Más que los viajes, los viajeros forman un mundo aparte, algo entretenido para quienes observamos sus pasos. Particularmente me gusta viajar, desde el tramo sencillo Valledupar-Patillal, hasta otros recorridos con altos kilometrajes, por eso me creo viajero, más virtual que real, aclaro.
Los aeropuertos son un fascinante desfile de modas, desde la mujer de gafas oscuras que no para de hablar por celular en un idioma incomprensible, hasta el señor primerizo con olor a campo que siente recelos por ese animal de hierro que vuela.
Como ya creo conocerlos, siempre me les acerco con cierta cautela para decirles que ese avión la mañana no anterior no pudo alzar vuelo, y que la semana pasada el mismo aparato tuvo algún problema en Cali. Luego para evitar miedos, les digo que el avión es el medio más seguro ya que en el aire nunca atracan y los pilotos tienen novias, a quien querer y que no salen a matarse. El hombrecito monta cabrero, pero monta.
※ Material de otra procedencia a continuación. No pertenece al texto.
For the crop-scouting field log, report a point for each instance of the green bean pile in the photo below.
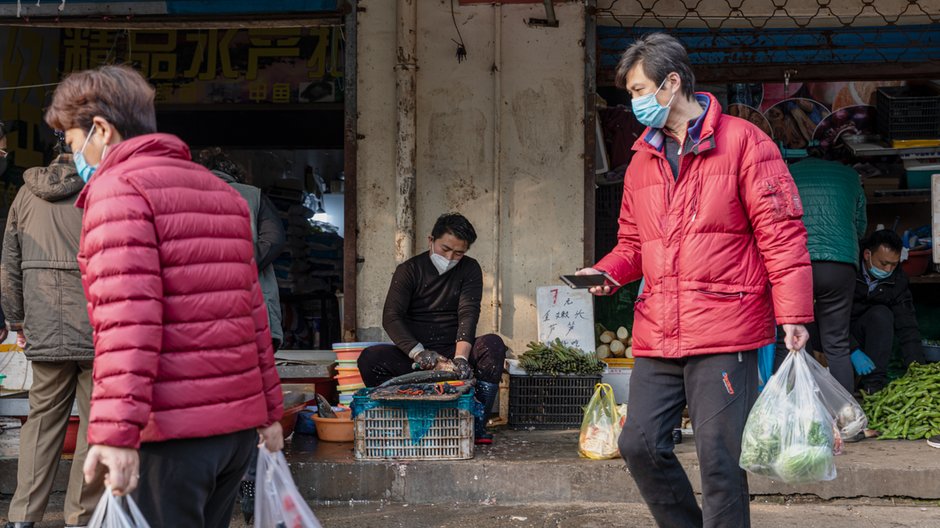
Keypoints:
(555, 358)
(909, 407)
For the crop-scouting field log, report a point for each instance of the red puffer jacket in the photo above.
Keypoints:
(723, 248)
(182, 345)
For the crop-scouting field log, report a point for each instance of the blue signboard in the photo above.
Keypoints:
(59, 8)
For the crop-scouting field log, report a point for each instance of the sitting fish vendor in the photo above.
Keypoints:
(431, 313)
(882, 310)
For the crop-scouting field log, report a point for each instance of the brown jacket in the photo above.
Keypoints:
(40, 285)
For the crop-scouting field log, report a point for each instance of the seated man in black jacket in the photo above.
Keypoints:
(883, 309)
(431, 313)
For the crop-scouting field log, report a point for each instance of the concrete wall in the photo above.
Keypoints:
(539, 179)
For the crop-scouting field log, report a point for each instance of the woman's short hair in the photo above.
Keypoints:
(116, 93)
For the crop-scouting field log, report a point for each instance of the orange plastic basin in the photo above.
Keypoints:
(338, 429)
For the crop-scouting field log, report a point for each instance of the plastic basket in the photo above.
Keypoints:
(908, 112)
(549, 402)
(384, 433)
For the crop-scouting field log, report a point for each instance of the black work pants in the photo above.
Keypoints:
(833, 290)
(380, 363)
(193, 482)
(874, 330)
(719, 390)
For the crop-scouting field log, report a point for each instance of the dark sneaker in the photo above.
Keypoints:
(247, 492)
(482, 438)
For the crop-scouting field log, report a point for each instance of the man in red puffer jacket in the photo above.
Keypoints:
(184, 370)
(711, 219)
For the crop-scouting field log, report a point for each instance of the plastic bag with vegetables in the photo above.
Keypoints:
(849, 417)
(789, 435)
(601, 426)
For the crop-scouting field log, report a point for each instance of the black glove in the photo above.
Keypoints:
(427, 359)
(462, 368)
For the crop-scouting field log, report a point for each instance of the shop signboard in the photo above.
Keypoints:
(220, 66)
(84, 8)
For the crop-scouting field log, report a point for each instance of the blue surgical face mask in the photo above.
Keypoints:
(442, 263)
(85, 171)
(648, 111)
(878, 273)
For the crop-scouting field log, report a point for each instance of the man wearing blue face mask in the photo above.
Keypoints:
(431, 314)
(711, 219)
(883, 309)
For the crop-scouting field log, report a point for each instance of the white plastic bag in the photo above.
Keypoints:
(848, 414)
(789, 434)
(278, 504)
(117, 512)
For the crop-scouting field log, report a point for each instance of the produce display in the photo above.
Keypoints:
(909, 407)
(617, 344)
(555, 358)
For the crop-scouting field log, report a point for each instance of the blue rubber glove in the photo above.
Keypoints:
(862, 363)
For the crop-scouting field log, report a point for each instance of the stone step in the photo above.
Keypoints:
(544, 466)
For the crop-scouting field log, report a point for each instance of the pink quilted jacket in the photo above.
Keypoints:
(182, 345)
(723, 249)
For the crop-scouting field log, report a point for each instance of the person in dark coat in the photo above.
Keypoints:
(431, 314)
(44, 303)
(883, 309)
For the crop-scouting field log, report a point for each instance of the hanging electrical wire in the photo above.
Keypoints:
(461, 47)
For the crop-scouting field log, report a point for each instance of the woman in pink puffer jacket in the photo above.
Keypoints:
(184, 371)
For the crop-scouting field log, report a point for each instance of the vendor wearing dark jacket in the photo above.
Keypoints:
(431, 313)
(883, 309)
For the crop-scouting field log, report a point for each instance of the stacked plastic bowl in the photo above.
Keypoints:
(348, 379)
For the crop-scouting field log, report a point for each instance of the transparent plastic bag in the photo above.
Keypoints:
(117, 512)
(278, 504)
(601, 426)
(789, 433)
(848, 415)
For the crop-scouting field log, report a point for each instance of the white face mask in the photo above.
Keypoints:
(442, 263)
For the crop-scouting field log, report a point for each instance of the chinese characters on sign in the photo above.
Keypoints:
(566, 314)
(258, 65)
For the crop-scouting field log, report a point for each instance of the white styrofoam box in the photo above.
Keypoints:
(13, 365)
(619, 380)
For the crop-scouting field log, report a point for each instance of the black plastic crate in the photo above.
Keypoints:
(908, 112)
(549, 402)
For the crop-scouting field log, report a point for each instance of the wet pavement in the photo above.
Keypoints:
(838, 514)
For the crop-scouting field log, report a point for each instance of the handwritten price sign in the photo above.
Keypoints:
(566, 314)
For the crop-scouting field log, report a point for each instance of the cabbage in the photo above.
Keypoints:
(804, 463)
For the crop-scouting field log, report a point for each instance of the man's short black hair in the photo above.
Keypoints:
(886, 238)
(455, 224)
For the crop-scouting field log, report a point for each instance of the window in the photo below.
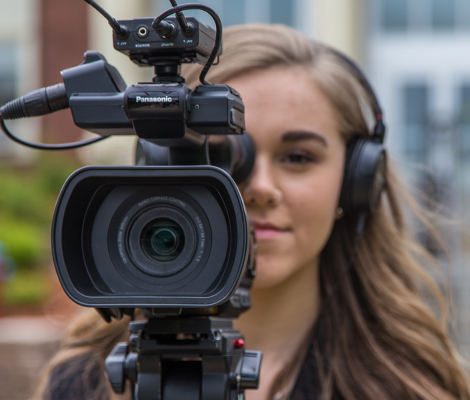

En los terminales de buses la cosa es distinta. Nunca falta una señora gorda malhumorada que habla hasta debajo del agua, quejándose del mal servicio de su viaje anterior; infaltable una cuarentona con licras negras dejando ver sus calzones rosados a cada instante y uno pendiente que ojalá le toque lejos de su puesto para evitar hallazgos.
Ahora cuando todos quieren viajar con mascotas (perros en su mayoría), no pueden faltar esos bichos corriendo por los corredores de la terminal, hasta terminar fastidiando al resto del grupo que sus nombres, Popi, Sultán, Zuco, cuando antes todos los perros se llamaban Nerón, y punto.
Deténgase a mirar a la señora dueña de un bolso grande con corredera dañada, amarrado con cabuya por todas partes, y que antes de montarse al bus toma unas pastillas para el mareo, dejando la bolsita con agua tirada; ni para qué contarle un par de jóvenes de pantalones coloridos, barbados, con cortes de cabello raros siendo más adelante los posibles atracadores, por muchas precauciones que tengan los pocos policías vigilantes del lugar, que a propósito siempre están hablando por celulares y poco pendientes de sospechosos.
A la media hora, usted no sabe cómo entra una vendedora de galletas, agua y gaseosas que nunca tiene vueltos completos para su billete y al tiempo un vendedor de gafas y relojes que, según ellos, en el mercado tienen un valor de 300 mil pesos, pero por hoy, y únicamente por hoy, están a mitad de precio, incluso puede llevarlas por cien mil pesitos, si usted tiene paciencia, al final con solo ocho mil pesos se queda con las gafas; en lo posible no compre reloj, pues este dejará de marcar la hora, justo diez minutos después que el vendedor abandone el bus.
Ni para qué contarles cómo son los viajes para pueblos, la señora recién parida y otro niño que llora en todo el camino, pero la música de Diomedes Díaz al volumen del chofer, hacen posible llegar tranquilos al pueblo. Entonces es mejor no viajar, en casa ninguno lo espera. Hasta el jueves.